Internal VS External Talk Breaks By Andy Meadows

It’s critically important to the successful operation of a music-based radio station over long periods of time that we program the music externally instead of internally. However, choosing the music we’re going to play is only one of the many programming decisions we make daily. The other two major daily programming decisions involve what happens between the records, strategic imaging and what our on-air talent choose to talk about. Let’s focus on the latter since it’s the harder of the two to manage, coach and control. 

Almost by default, most on-air talent start off with internally focused talk breaks. Frankly, it’s hard not to. Our personal interests are the things we know well enough to sound reasonably knowledgeable and interesting talking about them. Plus, it’s easy to talk ourselves into the trap that most of our listeners probably like many of the same things we like (Which is rarely that true depending on our age, interest, gender, personalities, lifestyle and the age, interest, gender, personalities, lifestyle of our station’s average listener.) Just like when we’re staring a new romantic relationship, we should never begin an on-air relationship with new listeners talking too much about ourselves and our interests. Also, the longer on-air talent do this the harder it is to correct (the old horse out of the barn adage.) 

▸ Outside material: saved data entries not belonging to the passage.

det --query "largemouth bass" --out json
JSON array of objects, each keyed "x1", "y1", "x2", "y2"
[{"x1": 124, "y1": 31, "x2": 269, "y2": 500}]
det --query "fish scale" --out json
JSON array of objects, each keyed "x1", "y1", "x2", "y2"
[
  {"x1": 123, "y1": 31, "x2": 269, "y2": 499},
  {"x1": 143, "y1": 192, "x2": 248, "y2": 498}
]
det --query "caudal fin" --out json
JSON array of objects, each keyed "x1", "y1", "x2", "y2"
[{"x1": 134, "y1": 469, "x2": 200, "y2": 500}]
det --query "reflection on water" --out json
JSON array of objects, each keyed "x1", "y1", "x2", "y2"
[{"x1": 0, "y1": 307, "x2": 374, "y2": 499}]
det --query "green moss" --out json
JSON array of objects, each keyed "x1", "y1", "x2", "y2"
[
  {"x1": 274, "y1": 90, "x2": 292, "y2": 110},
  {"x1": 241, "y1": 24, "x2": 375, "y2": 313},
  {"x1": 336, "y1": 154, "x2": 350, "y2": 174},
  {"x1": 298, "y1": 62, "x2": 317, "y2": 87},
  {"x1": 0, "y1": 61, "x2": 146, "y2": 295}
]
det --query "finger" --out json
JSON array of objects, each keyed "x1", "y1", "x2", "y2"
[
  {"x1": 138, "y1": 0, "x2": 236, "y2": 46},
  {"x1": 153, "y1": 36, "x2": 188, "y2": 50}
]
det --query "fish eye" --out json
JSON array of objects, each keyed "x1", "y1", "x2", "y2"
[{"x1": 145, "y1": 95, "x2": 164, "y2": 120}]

So, how do we make this transition to choosing and talking about content externally in a way that’s much more likely to attract/retain the interest of our listeners? First, we start with a basic understanding of the stations core demo. (Shockingly there are many working on-air talent that don’t know their station’s core demo.) Then, we do a deeper dive by meeting many of them on-site at events, within the community, talking to them on the phone during our shifts, engaging with them through email and even more so on social media. From that we begin making educated guesses as to what they’re interests are and we begin studying those, watching, listening and reading up on the same things they are most likely to care about. We begin working some of those into segments to see what they engage with by starting conversations that we bring them in on through the phones, web/social. As we find things that stick, we turn them into regular benchmarks and features so we have promotable daily listening appointments. 

By this point we’ll know our listeners, and they will know us, well enough that we can not only choose topics they are likely to relate to, but also find our own angles to add to that content and expand on it. Then, before we know it, we’re communicating like old friends that connect via the radio for a minimum of fifteen to thirty minutes per day and they’ve been converted to die-hard P1s.